Energy security and net zero secretary Grant Shapps has said he wants the government wanted to “power Britain from Britain” as he announced a new plan to increase the UK’s energy security and net zero drive.

Mr Shapps is today publishing a package of measures designed to make the nation’s energy supply more resilient in an environmental blitz dubbed “Green Day”. 

The measures are viewed in government as an important step in the path to hitting the target of net zero emissions by 2050.

It comes after Rishi Sunak rejigged his government to create the department for energy security and net zero (DESNZ) in February this year.

Mr Shapps told GB News: “The measures today, about 1,000 pages of different measures, all to do with our energy security because we have been hauled over the coals by Putin’s war in Ukraine, it has hit us all hard, the Government has ended up paying around half of the typical energy bill this winter.

“The plan today is to power Britain from Britain and all the different measures that we are going to take to make sure that that can happen in the future”.

The changes include overhauling planning rules to speed up the building of new offshore wind turbines and solar panels, £20bn investment in carbon capture and new projects, and the encouragement of households to ditch natural gas boilers in favour of electric-powered heat pumps.

There are further plans for new green hydrogen production projects, which feature prominently alongside the establishment of Great British Nuclear. The government is also pointing to efforts to cut household bills — including a scheme offering £5,000 grants towards heat pump insulation and extending the scheme to 2028.

And as a result of announcements made today on “Green Day”, £380m will go towards improving the charging infrastructure for electric cars.

Under the Government’s new plans, households will also be penalised if they do not switch away from gas. Ministers are planning changes to subsidy rules to make gas relatively less attractive compared to electricity in an attempt to hasten the end of fossil fuels.

Asked what people with gas boilers should do now, Mr Shapps said: “Carry on using [your boilers] for the time being, probably check your flow control, make sure that the boiler is not pumping out heat that is not required, won’t make your home any warmer, but that is a sensible thing to do.

“And for the time being that is it.

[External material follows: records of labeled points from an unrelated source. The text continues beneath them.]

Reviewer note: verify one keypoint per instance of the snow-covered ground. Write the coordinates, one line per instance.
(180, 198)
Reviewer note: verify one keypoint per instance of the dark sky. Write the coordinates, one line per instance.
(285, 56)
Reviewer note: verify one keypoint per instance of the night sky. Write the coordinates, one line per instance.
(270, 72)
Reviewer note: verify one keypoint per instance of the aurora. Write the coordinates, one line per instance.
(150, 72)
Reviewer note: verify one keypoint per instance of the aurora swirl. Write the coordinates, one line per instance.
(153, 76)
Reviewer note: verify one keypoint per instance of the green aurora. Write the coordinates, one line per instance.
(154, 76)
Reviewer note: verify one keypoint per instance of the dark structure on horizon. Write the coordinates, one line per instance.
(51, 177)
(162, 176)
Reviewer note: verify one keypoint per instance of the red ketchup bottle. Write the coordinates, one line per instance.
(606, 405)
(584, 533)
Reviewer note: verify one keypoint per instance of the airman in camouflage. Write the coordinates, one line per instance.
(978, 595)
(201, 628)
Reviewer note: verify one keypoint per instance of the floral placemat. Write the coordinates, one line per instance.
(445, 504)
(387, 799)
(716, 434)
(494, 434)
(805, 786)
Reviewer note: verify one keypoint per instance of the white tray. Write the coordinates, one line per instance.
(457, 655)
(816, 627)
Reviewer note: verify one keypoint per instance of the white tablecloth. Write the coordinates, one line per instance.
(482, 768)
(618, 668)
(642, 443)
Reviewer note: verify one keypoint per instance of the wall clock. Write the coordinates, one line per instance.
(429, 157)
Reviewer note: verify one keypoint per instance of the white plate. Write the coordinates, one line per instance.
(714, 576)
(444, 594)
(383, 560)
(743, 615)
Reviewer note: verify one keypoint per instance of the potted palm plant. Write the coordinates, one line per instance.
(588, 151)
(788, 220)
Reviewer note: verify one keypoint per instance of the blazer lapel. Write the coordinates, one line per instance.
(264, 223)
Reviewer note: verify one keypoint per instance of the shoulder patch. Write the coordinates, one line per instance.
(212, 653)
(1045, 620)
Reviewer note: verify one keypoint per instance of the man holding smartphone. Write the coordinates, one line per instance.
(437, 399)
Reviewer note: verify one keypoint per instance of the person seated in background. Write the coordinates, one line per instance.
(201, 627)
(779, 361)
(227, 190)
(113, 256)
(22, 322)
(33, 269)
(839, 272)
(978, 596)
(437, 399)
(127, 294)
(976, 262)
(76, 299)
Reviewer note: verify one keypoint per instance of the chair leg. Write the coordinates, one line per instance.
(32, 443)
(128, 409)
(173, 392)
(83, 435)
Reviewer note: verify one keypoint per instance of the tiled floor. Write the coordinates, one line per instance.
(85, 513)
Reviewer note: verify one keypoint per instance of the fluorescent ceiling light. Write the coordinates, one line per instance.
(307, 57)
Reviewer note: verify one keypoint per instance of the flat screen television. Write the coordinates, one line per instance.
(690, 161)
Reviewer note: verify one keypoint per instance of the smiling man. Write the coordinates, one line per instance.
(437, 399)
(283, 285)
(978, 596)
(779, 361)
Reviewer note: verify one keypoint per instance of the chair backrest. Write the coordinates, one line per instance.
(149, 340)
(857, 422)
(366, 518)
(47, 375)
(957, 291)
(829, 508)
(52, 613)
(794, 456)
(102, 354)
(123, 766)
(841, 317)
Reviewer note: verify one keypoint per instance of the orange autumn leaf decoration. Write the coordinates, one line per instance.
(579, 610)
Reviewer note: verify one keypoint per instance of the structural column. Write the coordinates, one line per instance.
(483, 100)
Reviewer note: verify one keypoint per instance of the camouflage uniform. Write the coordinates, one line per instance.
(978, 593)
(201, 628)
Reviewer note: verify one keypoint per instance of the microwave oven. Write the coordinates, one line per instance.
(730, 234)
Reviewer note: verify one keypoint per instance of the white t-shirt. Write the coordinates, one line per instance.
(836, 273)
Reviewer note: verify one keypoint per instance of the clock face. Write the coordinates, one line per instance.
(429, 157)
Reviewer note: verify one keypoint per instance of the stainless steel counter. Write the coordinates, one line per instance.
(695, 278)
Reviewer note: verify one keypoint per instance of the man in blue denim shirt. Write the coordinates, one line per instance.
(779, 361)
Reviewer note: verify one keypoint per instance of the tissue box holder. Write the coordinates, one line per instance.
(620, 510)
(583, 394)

There are other options coming down the line including heat pumps and potentially things like us mixing hydrogen into your gas boiler as well which is not something you would have to do anything about, it would just happen behind the scenes”.

Ed Miliband, Labour’s shadow climate and net zero secretary, criticised the government’s new plans and labelled them a “weak and feeble groundhog day of  re-announcements”.

He told Sky News: “What was billed with huge hype as the government’s ‘green day’ turns out to be a weak and feeble groundhog day of re-announcements, reheated policy, and no new investment.

“This confirms once and for all that, after 13 years of failed energy policy, that Britain under the Conservatives will be stuck with higher energy bills, energy insecurity, lost jobs and climate delay.

“These announcements are most notable for their glaring omissions: no removal of the onshore wind ban which is costing families hundreds of pounds on bills, no new investment for energy efficiency which could cut bills and imports, no response to the Inflation Reduction Act which could help Britain win the global race for clean energy jobs.”